International Project of the Year
Winner: Züblin Spezialtiefbau, Division Ground Engineering – Söderströmstunneln, Citybanan, Stockholm Sweden
The Söderströmstunneln, part of the Citybanan railway link in Stockholm, comprises the construction of three concrete tunnel elements that have been immersed between two inner-city islands.
The immersed tunnel elements are supported on pile foundations that have been drilled from into the bedrock with more than 40m depth from the water level.
Züblin together with its Swedish subsidiary Züblin Scandinavia was responsible for the complete design and build project.
All ground engineering works, including bored piles, steel core piles, rock anchors, etc., were also undertaken by Züblin.

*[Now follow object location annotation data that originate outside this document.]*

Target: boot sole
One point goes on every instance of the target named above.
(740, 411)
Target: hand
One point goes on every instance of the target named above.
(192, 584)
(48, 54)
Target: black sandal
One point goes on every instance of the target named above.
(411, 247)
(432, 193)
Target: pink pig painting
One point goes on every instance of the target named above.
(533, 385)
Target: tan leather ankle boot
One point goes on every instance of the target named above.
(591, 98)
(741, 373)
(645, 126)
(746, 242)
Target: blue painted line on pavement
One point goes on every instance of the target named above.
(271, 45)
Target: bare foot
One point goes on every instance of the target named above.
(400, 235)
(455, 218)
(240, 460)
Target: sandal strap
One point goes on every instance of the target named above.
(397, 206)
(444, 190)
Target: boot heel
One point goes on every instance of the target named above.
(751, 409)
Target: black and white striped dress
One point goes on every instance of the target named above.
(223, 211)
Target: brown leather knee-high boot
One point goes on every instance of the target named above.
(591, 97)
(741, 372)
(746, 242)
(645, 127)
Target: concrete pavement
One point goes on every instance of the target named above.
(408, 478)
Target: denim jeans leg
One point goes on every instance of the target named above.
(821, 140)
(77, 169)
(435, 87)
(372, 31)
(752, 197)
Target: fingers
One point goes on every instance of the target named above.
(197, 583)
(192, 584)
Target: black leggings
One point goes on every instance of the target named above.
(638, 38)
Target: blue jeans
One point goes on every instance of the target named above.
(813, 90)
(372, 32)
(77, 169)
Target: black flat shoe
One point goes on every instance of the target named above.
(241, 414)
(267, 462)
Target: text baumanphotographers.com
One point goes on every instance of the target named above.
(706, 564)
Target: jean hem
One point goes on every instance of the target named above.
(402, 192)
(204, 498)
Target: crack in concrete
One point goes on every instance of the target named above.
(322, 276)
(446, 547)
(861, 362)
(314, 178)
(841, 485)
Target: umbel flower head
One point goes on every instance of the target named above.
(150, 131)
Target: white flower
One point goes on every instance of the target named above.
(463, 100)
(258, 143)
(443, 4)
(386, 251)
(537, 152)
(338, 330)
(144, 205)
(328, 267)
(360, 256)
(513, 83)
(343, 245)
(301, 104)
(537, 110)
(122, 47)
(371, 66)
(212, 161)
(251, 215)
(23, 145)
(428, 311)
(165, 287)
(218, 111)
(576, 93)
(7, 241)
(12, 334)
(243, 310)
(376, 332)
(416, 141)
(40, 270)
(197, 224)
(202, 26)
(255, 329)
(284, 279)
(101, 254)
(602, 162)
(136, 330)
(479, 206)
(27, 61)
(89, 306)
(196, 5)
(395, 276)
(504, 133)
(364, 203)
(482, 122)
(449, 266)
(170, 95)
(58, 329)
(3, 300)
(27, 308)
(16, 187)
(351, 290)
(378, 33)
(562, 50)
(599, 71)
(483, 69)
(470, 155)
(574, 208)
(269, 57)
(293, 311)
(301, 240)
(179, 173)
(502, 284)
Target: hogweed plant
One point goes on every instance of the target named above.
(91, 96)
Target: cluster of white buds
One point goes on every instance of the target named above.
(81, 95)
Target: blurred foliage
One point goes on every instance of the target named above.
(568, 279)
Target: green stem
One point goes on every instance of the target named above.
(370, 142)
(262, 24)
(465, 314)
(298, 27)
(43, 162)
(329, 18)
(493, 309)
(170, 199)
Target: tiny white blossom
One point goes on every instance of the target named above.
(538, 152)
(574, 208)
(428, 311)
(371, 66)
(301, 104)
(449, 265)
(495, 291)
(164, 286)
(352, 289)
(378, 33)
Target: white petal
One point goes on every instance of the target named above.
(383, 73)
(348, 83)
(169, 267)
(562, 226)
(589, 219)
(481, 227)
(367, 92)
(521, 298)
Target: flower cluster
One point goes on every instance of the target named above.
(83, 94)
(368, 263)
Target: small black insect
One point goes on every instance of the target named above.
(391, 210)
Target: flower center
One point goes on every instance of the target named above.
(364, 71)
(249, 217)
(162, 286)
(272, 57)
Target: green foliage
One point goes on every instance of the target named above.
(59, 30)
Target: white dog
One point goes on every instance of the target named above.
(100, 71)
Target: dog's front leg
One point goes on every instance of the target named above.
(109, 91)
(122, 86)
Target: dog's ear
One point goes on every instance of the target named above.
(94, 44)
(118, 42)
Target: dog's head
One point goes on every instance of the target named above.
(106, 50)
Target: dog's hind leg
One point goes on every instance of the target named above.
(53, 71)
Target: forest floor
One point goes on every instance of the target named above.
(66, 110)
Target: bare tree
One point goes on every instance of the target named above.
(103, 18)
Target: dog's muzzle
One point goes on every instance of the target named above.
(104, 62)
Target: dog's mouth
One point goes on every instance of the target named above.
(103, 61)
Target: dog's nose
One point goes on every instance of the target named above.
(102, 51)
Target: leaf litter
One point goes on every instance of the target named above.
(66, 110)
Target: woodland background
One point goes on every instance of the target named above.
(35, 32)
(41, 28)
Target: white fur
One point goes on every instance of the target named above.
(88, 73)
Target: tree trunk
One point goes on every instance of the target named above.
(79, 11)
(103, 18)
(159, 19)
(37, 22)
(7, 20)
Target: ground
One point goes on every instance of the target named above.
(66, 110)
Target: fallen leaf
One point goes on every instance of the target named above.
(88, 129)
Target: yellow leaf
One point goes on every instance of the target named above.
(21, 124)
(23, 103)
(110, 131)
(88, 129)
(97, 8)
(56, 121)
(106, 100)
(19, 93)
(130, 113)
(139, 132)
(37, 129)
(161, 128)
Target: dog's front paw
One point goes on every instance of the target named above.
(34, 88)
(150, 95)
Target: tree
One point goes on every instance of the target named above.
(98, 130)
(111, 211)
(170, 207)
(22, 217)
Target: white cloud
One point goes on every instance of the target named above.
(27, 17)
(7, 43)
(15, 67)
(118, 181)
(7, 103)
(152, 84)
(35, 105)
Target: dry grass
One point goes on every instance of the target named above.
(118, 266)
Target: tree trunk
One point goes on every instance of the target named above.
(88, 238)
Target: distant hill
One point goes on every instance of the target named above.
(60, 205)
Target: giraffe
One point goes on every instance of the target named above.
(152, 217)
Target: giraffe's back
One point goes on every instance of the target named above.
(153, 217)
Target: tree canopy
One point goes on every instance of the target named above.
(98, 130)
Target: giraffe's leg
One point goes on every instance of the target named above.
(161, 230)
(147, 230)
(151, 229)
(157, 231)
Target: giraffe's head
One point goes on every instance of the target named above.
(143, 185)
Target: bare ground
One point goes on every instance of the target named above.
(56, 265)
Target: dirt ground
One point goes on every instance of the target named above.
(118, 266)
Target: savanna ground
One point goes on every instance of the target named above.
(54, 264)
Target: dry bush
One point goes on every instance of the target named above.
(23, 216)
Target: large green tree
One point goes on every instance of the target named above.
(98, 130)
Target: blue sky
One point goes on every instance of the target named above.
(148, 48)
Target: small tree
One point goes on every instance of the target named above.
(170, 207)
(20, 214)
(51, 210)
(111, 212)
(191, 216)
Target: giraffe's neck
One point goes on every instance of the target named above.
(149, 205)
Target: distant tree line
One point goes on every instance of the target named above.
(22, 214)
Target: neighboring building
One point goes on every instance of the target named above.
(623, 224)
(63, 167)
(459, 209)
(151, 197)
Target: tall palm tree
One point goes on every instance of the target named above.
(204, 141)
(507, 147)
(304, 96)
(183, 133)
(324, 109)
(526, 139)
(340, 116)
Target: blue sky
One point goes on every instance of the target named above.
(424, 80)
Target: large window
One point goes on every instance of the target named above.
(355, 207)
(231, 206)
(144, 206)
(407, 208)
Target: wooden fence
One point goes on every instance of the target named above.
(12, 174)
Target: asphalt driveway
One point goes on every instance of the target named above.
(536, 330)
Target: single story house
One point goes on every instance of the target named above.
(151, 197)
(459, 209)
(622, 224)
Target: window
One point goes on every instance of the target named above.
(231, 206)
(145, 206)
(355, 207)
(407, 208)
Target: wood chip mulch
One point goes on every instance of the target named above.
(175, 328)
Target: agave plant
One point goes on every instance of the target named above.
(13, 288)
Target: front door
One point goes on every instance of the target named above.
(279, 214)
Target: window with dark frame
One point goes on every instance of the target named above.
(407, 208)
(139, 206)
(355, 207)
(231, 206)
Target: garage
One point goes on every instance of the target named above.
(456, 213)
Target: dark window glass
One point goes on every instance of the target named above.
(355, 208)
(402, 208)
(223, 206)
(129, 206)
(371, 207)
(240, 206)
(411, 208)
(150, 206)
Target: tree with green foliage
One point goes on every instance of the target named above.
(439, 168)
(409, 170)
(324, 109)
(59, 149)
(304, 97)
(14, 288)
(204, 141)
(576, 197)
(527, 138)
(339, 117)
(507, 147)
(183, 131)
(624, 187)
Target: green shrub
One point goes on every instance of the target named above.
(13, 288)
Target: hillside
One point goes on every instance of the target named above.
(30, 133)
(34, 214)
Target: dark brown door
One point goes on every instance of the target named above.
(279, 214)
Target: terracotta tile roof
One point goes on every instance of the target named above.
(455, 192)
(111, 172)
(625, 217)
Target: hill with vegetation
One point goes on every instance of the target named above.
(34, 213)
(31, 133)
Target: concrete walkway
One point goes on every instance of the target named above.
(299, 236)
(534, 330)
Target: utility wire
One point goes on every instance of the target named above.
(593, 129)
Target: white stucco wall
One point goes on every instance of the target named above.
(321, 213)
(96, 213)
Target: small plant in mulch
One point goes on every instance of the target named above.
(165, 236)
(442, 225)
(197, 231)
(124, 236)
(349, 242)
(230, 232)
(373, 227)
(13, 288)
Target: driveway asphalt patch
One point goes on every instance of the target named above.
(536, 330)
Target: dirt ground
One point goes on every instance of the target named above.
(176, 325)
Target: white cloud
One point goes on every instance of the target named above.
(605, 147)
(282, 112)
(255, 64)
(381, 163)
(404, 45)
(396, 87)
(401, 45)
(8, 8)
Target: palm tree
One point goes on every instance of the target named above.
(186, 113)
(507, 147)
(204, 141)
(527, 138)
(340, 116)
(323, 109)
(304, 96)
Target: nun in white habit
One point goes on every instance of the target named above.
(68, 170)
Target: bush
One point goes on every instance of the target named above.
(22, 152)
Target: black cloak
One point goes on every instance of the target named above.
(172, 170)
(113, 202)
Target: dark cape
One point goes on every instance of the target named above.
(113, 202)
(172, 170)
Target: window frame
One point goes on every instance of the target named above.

The judges described the project as fascinating and having the “wow” factor. Züblin was also praised for taking a bold step to try something it had not done before while demonstrating confidence, engagement and a well-thought through approach.
Ground Investigation Project of the Year
Winner Atkins, Horizon Nuclear Power and Structural Soils – Wylfa Newydd detailed onshore ground investigation
Source: DECC via Flickr
The Wylfa Newydd project is being developed by Horizon Nuclear Power. Its objective is to build and operate a new nuclear power station using the Advanced Boiling Water Reactor design developed by Hitachi-GE. Horizon commissioned Structural Soils and Atkins to conduct the site investigation.
The key to the project was using experienced and competent personnel at all levels with credible experience and who could deliver the project’s requirements for quality, work planning, scope development and definition, site work, in-situ and laboratory testing and interpretation of geotechnical parameters.
By working closely together, Horizon, Structural Soils and Atkins successfully met the project milestones of starting on site in March 2014 and delivering the first interpretative report in December 2014.
The judges thought the team demonstrated brilliant project management and outstanding cultural engagement. One judge added: “This is clearly a winning project but not just because it’s a big job – they demonstrated impressive data collection, but it is even more impressive that they are actually using the data effectively.”